Considering all of that, no, I do not feel like celebrating. But I do still have hope.
George Floyd’s murder sparked mostly peaceful protests across the nation demanding justice in the summer of 2020.
There were reports of burning and looting here and there, that were attributed to outside agitators who wanted to shift the focus from the legitimate reason for the protests–demanding justice for unarmed Black people killed by white police officers.
The Black male civil rights leader paradigm is extinct. That mold has been broken for many years, now. All respect is due to the civil rights leaders who gave their lives to the struggle for the past 30 years and beyond.
The shards of light I see cutting through the darkness at the end of the tunnel who give me life are Tamika Mallory, Benjamin Crump, Stacey Abrams (the Georgia voting rights activist who delivered the state to Joe Biden on a silver platter); Patrisse Cullors, Alicia Garza, Opal Tometi, and Melina Abdullah, Black Lives Matter movement co- founders; Black and Latinx freshmen progressive members of the House of Representatives known as “The Squad,” Ilhan Omar, Ayanna Pressley, Cori Bush, Jamaal Bowman and Alexandria Ocasio-Cortez. These are fearless speakers of truth to power. They are doing big things. Check for them.
NBC Nightly News’ Lester Holt interviewed Bryan Stevenson, social justice activist, founder/executive director of the Equal Justice Initiative, and a law professor at New York University School of Law.
They talked about Black achievement and racial justice in America on Feb. 10.
Stevenson says until we understand the trauma, injury and harm done to Black people, we will not be able to fully celebrate Black achievement or success.
“We can’t look at Barack Obama’s election and say ‘Oh!

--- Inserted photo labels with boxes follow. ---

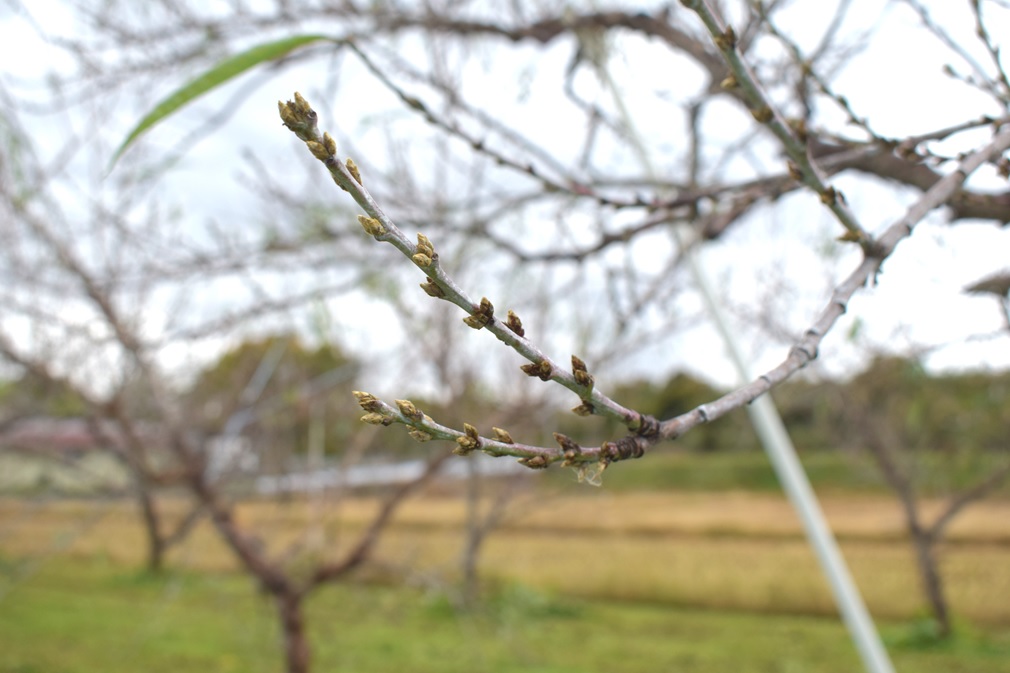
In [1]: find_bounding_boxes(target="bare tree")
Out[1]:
[0,0,1010,671]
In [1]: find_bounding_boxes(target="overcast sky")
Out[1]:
[0,0,1010,394]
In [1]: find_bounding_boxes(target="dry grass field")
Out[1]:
[0,489,1010,624]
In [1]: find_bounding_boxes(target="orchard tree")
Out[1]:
[0,0,1010,672]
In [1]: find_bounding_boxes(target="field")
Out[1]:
[0,489,1010,673]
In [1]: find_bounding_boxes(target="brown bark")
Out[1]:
[275,590,311,673]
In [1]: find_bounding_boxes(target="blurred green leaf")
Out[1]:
[109,34,333,170]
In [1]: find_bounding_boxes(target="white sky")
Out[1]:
[0,0,1010,394]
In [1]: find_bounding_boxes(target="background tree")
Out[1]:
[0,0,1010,671]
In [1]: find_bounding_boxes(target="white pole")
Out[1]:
[593,36,894,673]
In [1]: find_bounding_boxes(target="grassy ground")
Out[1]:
[0,488,1010,673]
[0,559,1010,673]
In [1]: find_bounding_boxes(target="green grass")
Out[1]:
[0,559,1010,673]
[547,447,1010,497]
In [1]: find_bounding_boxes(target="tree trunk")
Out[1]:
[867,426,950,638]
[910,521,950,638]
[135,476,166,573]
[276,590,310,673]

Now we are post-racial,’” he said. “It’s so important to understand the nature of the problem . . . that there were two million people who died during the Middle Passage and their bodies are at the bottom of the Atlantic Ocean. And we’ve done nothing to acknowledge that.”
Only when the pain and blood that was paid is honestly acknowledged, and amends made, only then will real progress be achieved.
“If communities across this country say, ‘Never again will we tolerate white supremacy, racial violence, lynching, hatred and segregation,’” Stevenson said, “then we can get some place that we haven’t gotten to yet.”